Emergency Management: Importance of Managing Risk to Critical Infrastructure and Public Assets
Laurence CarterNovember 30, 2020
Over the past decade, many of the largest natural disasters across the globe have also been associated with either damaged or failed critical infrastructure. The 2011 Tōhoku Earthquake and tsunami led to an major incident at the Fukushima Daiichi nuclear power plant, requiring the long-term evacuation of 160,000 citizens from contaminated areas. Following Hurricane Sandy in October 2012, over eight million customers were without power across the northeastern U.S. after the failure of the electricity grid. Sometimes, failed infrastructure is pinpointed as the cause of a disaster – with the 2018 Camp Fire in Northern California, the ignition occurred due to a faulty electric transmission line.

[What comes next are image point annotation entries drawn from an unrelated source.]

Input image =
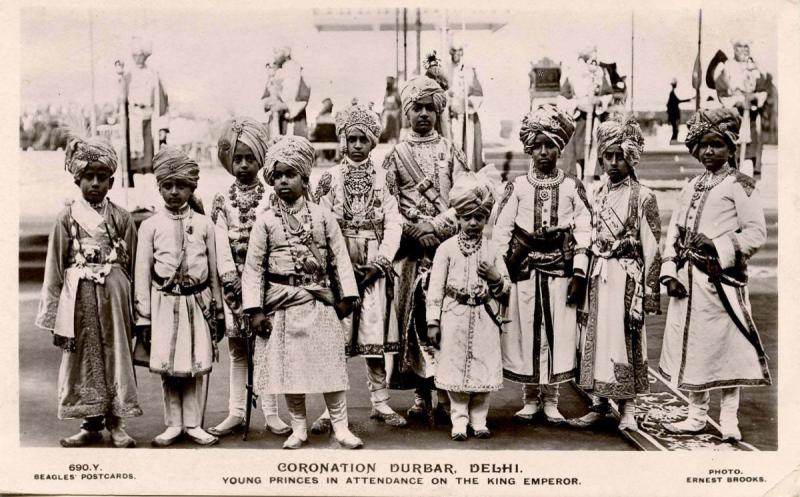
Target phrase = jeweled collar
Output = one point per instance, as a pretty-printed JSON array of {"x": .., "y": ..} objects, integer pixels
[
  {"x": 431, "y": 136},
  {"x": 546, "y": 181},
  {"x": 246, "y": 188},
  {"x": 364, "y": 165},
  {"x": 180, "y": 214}
]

Managing emergencies is always exceptionally challenging, but with an ongoing global pandemic, emergency managers working for cities, counties, or states across the U.S. have faced new operational stresses in how to minimize community impacts from natural disasters to infrastructure. One example I would like to highlight was from the end of August this year. Hurricane Laura caused an estimated insured loss of US$9 billion to US$13 billion, damaging large numbers of buildings and leaving around 900,000 customers without power. Damage from Laura caused a chlorine leak and a subsequent large fire at the KIK Custom Products chemicals plant near Lake Charles, Louisiana. Smoke and chlorine gas spread to the surrounding community, and the state’s governor advised citizens to close windows and turn off air conditioners in response to the pollution.
Quickly Assess Location Risk
What would be useful to know is whether it could have been predicted that the chemical plant was susceptible to damage from hurricane winds or floods. To do this, plugging the facility’s details into the RMS® SiteIQ™ application, in less than a minute, I found out that the exposure at this plant is at much higher risk relative to most other locations in the U.S. In fact, the facility is at extremely high risk from flood events and at moderately high risk from hurricane.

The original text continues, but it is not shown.